Wildlife Gallery
From the wild to the lens, nature comes alive.
Environmental Advocacy Through Wildlife Photography
I've always believed that wildlife photography can do more than create beautiful images. It can make people care. This collection comes from years of fieldwork across some of the planet's most remarkable ecosystems: the Alaskan wilderness, New Zealand's volcanic terrain, and Yellowstone's open plains.
Every shot here tells a story about survival. The grizzlies I photographed fishing for salmon in Alaska, the Steller sea lions hunting along cold coastlines, the humpback whales breaching in northern waters. These animals are living through climate change in real time. Their habitats are shifting. The glaciers I've documented for the Active Geology project are retreating, and that directly changes where these animals can go and what they can eat.
The American West shows us what conservation can accomplish. Yellowstone's bison herds, Roosevelt elk, bald eagles soaring overhead. These animals exist because someone fought to protect their habitat. They're proof that when we turn advocacy into policy, wildlife can recover.
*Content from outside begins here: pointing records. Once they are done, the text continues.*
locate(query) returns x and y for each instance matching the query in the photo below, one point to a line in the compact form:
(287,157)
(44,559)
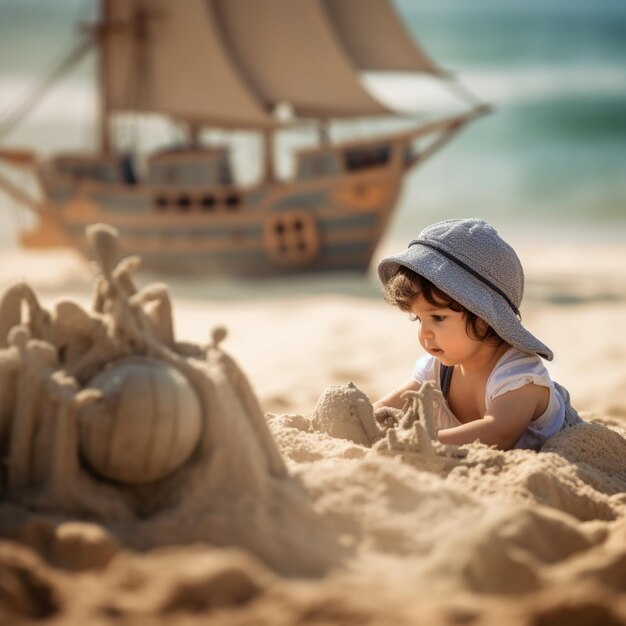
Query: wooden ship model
(232,65)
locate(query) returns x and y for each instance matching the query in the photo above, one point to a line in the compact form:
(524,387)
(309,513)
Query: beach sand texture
(395,533)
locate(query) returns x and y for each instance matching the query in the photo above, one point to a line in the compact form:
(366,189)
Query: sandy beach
(377,537)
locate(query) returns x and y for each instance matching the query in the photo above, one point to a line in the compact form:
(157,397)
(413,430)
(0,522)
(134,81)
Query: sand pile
(215,511)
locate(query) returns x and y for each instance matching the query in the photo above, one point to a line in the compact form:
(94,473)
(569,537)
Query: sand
(354,533)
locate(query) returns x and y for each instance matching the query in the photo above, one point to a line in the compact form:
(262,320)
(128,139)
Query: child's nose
(425,332)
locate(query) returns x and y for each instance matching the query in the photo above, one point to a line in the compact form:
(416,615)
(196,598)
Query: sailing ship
(232,65)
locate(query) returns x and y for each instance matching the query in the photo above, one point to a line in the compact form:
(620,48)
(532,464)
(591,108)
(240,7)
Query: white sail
(167,57)
(375,37)
(232,62)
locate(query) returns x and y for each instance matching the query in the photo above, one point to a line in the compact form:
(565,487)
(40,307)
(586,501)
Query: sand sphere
(147,424)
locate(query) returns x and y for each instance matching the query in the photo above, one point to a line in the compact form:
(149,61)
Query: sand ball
(146,425)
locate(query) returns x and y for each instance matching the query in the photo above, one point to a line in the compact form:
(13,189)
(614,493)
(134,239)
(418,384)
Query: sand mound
(141,483)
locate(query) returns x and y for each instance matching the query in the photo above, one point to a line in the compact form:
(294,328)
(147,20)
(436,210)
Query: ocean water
(549,161)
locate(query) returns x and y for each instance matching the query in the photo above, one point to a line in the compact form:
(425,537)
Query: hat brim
(469,291)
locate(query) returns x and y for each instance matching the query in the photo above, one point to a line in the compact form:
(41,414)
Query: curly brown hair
(406,285)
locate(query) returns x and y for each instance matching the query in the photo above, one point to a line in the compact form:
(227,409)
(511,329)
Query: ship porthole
(292,238)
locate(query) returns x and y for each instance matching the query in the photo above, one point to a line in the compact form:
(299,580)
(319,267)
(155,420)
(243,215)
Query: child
(463,285)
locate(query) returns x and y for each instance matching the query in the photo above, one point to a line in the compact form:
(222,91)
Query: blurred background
(547,163)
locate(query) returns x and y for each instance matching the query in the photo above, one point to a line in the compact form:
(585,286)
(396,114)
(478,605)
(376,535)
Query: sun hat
(471,263)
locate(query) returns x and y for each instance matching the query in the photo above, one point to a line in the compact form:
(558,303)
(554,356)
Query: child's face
(443,333)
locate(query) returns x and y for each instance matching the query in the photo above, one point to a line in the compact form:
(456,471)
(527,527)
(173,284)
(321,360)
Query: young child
(463,285)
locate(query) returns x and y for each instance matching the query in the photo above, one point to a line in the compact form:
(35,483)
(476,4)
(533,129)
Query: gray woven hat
(471,263)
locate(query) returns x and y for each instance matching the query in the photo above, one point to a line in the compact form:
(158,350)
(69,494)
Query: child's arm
(394,399)
(508,417)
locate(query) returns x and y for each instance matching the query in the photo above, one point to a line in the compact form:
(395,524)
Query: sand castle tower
(106,417)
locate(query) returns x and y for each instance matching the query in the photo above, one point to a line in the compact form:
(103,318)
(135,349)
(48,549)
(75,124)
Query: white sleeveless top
(513,370)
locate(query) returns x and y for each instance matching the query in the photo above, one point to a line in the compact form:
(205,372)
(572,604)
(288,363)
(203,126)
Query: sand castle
(106,417)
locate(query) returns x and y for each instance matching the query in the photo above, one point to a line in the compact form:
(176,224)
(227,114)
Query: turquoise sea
(550,159)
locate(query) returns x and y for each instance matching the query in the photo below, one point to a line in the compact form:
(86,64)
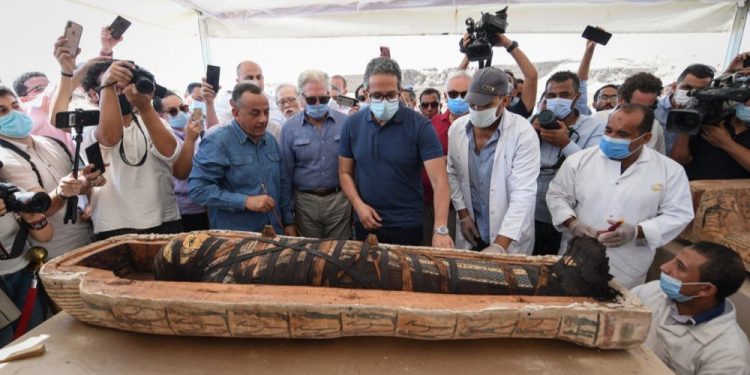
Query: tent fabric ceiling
(332,18)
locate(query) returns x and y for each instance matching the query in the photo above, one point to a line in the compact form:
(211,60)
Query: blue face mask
(560,107)
(16,124)
(742,112)
(384,110)
(458,106)
(671,287)
(316,111)
(179,121)
(616,148)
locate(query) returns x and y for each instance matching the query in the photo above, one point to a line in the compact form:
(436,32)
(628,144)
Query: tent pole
(205,44)
(738,28)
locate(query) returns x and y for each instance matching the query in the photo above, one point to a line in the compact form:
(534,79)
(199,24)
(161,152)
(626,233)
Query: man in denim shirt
(310,148)
(237,171)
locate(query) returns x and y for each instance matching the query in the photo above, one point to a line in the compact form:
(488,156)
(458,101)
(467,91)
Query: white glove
(624,234)
(580,229)
(494,249)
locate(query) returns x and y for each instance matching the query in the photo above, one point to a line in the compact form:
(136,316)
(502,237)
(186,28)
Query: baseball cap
(486,84)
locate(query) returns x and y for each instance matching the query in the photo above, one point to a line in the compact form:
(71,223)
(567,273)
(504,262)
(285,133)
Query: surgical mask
(316,111)
(384,110)
(483,118)
(16,124)
(457,106)
(742,112)
(682,99)
(671,287)
(560,107)
(616,148)
(179,121)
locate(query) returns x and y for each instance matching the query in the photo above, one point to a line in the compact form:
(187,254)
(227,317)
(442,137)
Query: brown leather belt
(322,192)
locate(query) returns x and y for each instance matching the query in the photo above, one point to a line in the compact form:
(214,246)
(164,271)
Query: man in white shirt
(141,151)
(643,89)
(694,326)
(220,109)
(630,197)
(493,164)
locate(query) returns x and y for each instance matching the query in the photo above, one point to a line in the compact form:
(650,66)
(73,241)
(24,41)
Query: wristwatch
(442,230)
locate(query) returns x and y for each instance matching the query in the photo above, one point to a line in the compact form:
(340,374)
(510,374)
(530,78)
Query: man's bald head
(250,72)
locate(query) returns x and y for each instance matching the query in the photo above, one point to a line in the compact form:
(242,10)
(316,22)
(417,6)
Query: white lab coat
(716,347)
(653,193)
(657,133)
(512,185)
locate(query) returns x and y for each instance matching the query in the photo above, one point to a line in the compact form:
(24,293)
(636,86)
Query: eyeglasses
(174,111)
(454,94)
(612,99)
(290,100)
(391,96)
(312,100)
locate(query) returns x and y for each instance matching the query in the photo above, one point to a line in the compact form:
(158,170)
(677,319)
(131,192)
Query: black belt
(322,192)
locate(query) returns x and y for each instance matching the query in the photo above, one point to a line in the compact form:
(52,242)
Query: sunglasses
(454,94)
(174,111)
(312,100)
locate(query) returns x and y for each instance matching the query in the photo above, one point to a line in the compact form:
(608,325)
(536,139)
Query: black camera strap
(122,147)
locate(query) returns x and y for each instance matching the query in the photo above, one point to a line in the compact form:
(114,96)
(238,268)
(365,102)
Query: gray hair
(382,65)
(312,75)
(283,86)
(457,74)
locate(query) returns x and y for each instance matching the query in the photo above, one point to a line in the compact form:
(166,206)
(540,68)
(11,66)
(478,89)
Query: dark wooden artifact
(582,272)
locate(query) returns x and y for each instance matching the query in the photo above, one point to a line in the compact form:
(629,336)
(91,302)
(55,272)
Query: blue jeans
(16,286)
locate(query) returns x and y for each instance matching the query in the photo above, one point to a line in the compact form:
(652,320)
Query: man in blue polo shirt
(237,170)
(381,156)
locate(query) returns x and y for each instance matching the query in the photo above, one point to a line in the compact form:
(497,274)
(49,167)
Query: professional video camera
(18,201)
(483,35)
(712,104)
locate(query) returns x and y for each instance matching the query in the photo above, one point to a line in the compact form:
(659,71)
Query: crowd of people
(501,170)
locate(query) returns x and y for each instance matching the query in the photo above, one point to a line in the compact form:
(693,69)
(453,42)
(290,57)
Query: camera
(712,104)
(483,35)
(145,82)
(18,201)
(547,120)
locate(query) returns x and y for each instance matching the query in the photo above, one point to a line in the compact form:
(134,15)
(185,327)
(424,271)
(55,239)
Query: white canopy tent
(332,18)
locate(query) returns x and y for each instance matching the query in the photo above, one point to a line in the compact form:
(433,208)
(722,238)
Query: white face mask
(483,118)
(682,99)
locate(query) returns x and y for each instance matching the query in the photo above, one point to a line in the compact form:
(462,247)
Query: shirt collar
(242,137)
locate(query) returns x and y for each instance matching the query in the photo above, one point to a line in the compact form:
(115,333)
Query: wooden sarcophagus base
(118,283)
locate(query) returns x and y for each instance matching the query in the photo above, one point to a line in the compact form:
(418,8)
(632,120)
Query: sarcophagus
(722,215)
(112,284)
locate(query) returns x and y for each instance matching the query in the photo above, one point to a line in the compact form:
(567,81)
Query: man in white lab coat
(694,326)
(630,197)
(493,164)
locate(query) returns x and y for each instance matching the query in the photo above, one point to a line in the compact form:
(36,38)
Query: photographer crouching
(714,141)
(21,217)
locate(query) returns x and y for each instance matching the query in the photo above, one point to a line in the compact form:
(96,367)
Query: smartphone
(118,27)
(212,76)
(94,156)
(385,52)
(64,120)
(596,35)
(346,101)
(73,35)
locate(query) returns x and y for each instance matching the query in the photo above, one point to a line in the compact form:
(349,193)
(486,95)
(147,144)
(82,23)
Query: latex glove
(624,234)
(494,249)
(580,229)
(469,230)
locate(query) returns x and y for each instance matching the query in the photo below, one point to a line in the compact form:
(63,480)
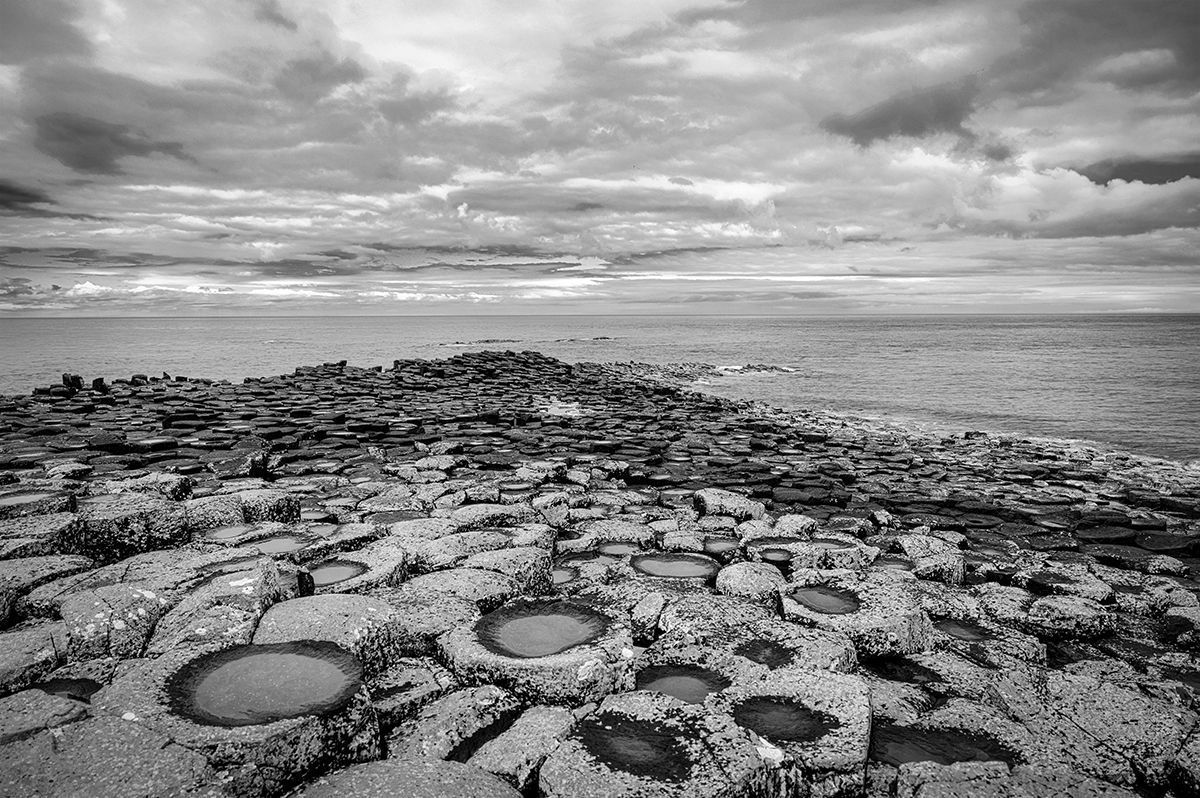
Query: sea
(1119,382)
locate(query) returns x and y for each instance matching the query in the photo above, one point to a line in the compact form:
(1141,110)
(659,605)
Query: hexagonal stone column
(651,744)
(813,726)
(270,715)
(546,651)
(879,612)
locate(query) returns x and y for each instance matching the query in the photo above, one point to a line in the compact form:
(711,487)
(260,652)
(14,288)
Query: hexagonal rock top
(415,777)
(651,744)
(270,715)
(547,651)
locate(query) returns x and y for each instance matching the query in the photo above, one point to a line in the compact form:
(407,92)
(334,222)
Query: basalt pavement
(825,606)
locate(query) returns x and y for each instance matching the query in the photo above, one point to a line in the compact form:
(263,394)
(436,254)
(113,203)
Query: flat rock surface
(1039,597)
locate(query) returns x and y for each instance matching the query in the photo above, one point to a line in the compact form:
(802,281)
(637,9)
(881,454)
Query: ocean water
(1125,382)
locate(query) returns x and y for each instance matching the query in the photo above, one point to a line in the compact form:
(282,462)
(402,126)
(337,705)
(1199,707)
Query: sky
(201,157)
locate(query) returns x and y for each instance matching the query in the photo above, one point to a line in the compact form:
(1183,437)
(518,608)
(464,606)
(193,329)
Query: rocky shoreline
(501,574)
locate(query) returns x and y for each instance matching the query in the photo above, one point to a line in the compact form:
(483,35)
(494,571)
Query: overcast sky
(631,156)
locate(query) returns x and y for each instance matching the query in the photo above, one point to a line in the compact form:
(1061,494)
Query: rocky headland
(505,575)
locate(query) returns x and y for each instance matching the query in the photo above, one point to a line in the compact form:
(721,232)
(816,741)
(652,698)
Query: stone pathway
(450,577)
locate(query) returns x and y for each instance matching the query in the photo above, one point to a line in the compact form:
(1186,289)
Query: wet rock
(528,567)
(169,486)
(19,503)
(366,627)
(997,780)
(814,726)
(477,516)
(933,558)
(121,525)
(877,612)
(30,652)
(105,757)
(676,567)
(1104,730)
(703,618)
(756,581)
(37,535)
(420,778)
(223,610)
(269,505)
(22,576)
(517,754)
(718,502)
(651,744)
(377,565)
(485,589)
(421,617)
(545,651)
(213,513)
(455,726)
(25,713)
(270,717)
(1063,617)
(406,687)
(111,621)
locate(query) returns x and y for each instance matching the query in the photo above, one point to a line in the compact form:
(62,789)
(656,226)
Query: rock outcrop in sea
(505,575)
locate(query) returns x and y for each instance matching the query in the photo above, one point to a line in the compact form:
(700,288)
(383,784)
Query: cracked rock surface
(485,557)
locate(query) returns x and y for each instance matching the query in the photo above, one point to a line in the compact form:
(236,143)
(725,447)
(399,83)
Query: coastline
(151,522)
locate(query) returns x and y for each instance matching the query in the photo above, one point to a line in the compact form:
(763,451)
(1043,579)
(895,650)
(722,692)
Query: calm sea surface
(1128,382)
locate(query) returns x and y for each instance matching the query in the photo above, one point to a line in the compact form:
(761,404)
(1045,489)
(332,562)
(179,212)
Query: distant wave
(480,341)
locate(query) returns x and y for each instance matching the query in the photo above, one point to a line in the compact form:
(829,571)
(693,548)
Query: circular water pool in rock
(965,630)
(689,683)
(634,745)
(618,549)
(528,629)
(246,685)
(766,652)
(897,745)
(227,533)
(676,565)
(281,545)
(779,719)
(563,574)
(331,571)
(827,600)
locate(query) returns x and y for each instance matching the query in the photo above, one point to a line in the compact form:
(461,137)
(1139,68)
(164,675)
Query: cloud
(1149,171)
(93,145)
(40,29)
(916,113)
(15,197)
(270,12)
(1147,45)
(307,79)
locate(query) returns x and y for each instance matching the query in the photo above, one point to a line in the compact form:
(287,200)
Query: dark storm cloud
(765,12)
(401,105)
(917,113)
(1144,45)
(309,79)
(269,11)
(15,197)
(11,287)
(23,201)
(39,29)
(93,145)
(1149,171)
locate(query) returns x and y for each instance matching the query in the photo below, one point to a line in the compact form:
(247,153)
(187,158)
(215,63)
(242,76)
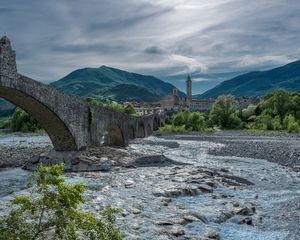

New Zealand's fauna is unlike anything else. The Blue Penguin, the kea parrot. These species evolved in isolation and exist nowhere else. They're especially vulnerable to environmental shifts, which is exactly why I photograph them. People protect what they can see and understand.
This isn't just nature photography. Every image here is documentation. It's evidence of what we stand to lose if we don't act. I want viewers to feel connected to these animals, to see them as I've seen them in the wild, and to move from just looking at pictures to actually giving a damn about what happens next.
These photographs sit alongside my glacier work and other climate documentation. Together, they form a record of a changing world and the species trying to adapt to it.